Metoprolol Tartrate vs Succinate - What's the difference between them?
Medically reviewed by Carmen Fookes, BPharm. Last updated on Aug 28, 2019.
Metoprolol is available as two different salts: metoprolol tartrate and metoprolol succinate.
The main difference between metoprolol tartrate and metoprolol succinate is that metoprolol tartrate is only available as an immediate-release tablet which means it must be taken several times per day, whereas metoprolol succinate is an extended-release tablet that can be taken once a day. As a result, there are differences in the dosages and indications for both metoprolol tartrate and metoprolol succinate and they are not considered interchangeable.

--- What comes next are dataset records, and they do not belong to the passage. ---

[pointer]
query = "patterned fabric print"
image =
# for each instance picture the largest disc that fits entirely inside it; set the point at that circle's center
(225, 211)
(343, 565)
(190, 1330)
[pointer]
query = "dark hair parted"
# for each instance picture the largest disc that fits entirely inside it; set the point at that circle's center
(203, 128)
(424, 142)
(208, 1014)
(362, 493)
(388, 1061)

- Both metoprolol tartrate and metoprolol succinate are used to lower blood pressure and relieve symptoms of angina in people with heart disease.
- Metoprolol tartrate may also be used to reduce the risk of death or another heart attack when given immediately following a heart attack, and to lower the risk of a heart attack in people with heart disease.
- Metoprolol succinate should not be used to prevent heart attacks.
- Extended-release metoprolol succinate may be beneficial in people with certain types of heart failure.
- An injectable form of metoprolol tartrate is available which may be given by health care providers for people with unstable angina or arrhythmia.
- Metoprolol tartrate may be used off-label for other conditions such as migraine prevention and to treat certain arrhythmias.
Both metoprolol tartrate and metoprolol succinate are classified as "selective" beta-blockers which means they are less likely to affect breathing and insulin response than nonselective beta-blockers. Generic forms are available.